Symptoms and Timeline

Influenza A symptoms are largely the same as any seasonal flu: fever, chills, body aches, cough, sore throat, fatigue, and sometimes vomiting or diarrhea (more common in children). Symptoms typically begin about two days after exposure, though the window ranges from one to four days.

You can spread the virus starting one day before you even feel sick and for up to five to seven days after symptoms appear. The most contagious window is the first three days of illness. Young children and people with weakened immune systems may remain contagious even longer.

How Type A Compares to Type B

In day-to-day terms, influenza A and B can feel nearly identical. A multicenter study comparing clinical outcomes found that 90-day mortality rates were statistically similar between the two types (13.4% for A vs. 8.7% for B in hospitalized patients). The real difference isn’t necessarily in how severe a single infection feels. It’s in the bigger picture: influenza A infects a wider range of animal hosts, mutates more dramatically through antigenic shift, and is the only type capable of sparking a pandemic. Type B circulates almost exclusively in humans and changes more slowly.

During any given flu season, influenza A subtypes tend to dominate, though B can surge in the later months. Both are covered by the annual flu vaccine.

Who Faces the Highest Risk

Most healthy adults recover from influenza A within one to two weeks. But certain groups face a significantly higher chance of serious complications like pneumonia, organ failure, or worsening of chronic conditions. Being 65 or older is the single strongest predictor of hospitalization, with one analysis finding nearly five times the odds compared to younger adults. Children under 2, and especially infants under 6 months, are at the highest risk among pediatric age groups.

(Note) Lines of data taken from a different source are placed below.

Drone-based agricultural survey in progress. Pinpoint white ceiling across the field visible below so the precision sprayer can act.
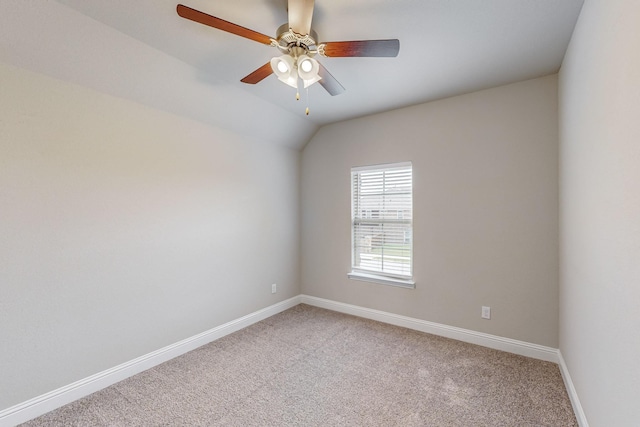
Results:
[0,0,583,147]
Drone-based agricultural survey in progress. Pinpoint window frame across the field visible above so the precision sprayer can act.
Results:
[347,161,415,288]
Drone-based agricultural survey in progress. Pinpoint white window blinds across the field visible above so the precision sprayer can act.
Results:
[351,163,413,279]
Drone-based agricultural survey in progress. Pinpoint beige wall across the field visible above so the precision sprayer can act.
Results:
[302,76,558,347]
[0,65,300,410]
[559,0,640,426]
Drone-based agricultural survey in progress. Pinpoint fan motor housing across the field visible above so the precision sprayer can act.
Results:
[276,23,318,53]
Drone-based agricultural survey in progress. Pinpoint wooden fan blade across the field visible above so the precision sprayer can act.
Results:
[318,63,345,96]
[240,61,273,85]
[323,39,400,57]
[289,0,314,36]
[176,4,271,45]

Beyond age, the list of conditions that raise your risk is long:

  • Lung conditions: asthma, COPD, cystic fibrosis
  • Heart disease: congenital heart disease, congestive heart failure, coronary artery disease
  • Metabolic and endocrine conditions: diabetes, inherited metabolic disorders
  • Weakened immune systems: from HIV, cancer treatment, organ transplant medications, or long-term steroid use
  • Other chronic conditions: kidney disease, liver disease, sickle cell disease, stroke history, neurological conditions
  • Obesity: a BMI of 40 or higher
  • Pregnancy: including the two weeks after delivery

People living in nursing homes and other long-term care facilities also face elevated risk, as do certain racial and ethnic groups. Non-Hispanic Black, Hispanic or Latino, and American Indian or Alaska Native individuals experience higher rates of flu hospitalization.

Treatment and Timing

Antiviral medications can shorten the duration and severity of influenza A, but timing matters. The greatest benefit comes when treatment starts within 48 hours of your first symptoms. After that window, antivirals still have some effect for high-risk individuals, but the advantage shrinks.

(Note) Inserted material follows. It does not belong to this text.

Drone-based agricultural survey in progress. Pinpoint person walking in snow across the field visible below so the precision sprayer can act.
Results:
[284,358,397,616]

The most widely prescribed option is an oral antiviral (sold as Tamiflu or its generic equivalent) taken twice daily for five days. A newer single-dose oral option (Xofluza) works through a different mechanism and is also effective against both influenza A and B. For people who can’t take pills, an inhaled version and an intravenous option exist. All four approved antivirals work against both influenza A and B.

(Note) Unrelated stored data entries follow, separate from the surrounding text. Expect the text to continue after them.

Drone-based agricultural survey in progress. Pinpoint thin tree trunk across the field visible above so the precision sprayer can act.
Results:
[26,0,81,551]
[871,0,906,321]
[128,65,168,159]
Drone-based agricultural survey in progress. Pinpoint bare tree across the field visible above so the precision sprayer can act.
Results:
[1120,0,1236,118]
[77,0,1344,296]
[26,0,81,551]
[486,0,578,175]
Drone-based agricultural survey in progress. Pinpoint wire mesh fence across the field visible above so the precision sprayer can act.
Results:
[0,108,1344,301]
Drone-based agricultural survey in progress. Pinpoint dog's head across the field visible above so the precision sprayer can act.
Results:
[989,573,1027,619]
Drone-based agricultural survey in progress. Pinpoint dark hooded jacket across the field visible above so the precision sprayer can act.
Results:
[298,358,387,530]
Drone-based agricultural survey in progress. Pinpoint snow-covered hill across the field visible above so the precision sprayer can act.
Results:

For most people without risk factors, the standard advice is rest, fluids, and over-the-counter fever and pain relief. Antivirals are typically reserved for those at higher risk of complications or those already seriously ill.

How the Vaccine Keeps Up

Because influenza A mutates constantly through antigenic drift, the World Health Organization reviews circulating strains twice a year and updates its vaccine recommendations. For the 2024-2025 Northern Hemisphere season, the vaccine includes an H1N1 strain and an H3N2 strain, along with an influenza B component. The specific strains are selected months before flu season begins based on global surveillance data, which is why vaccine effectiveness varies from year to year. In seasons where the match is close, the vaccine significantly reduces your odds of infection, hospitalization, and death. Even in a mismatch year, vaccination typically reduces the severity of illness.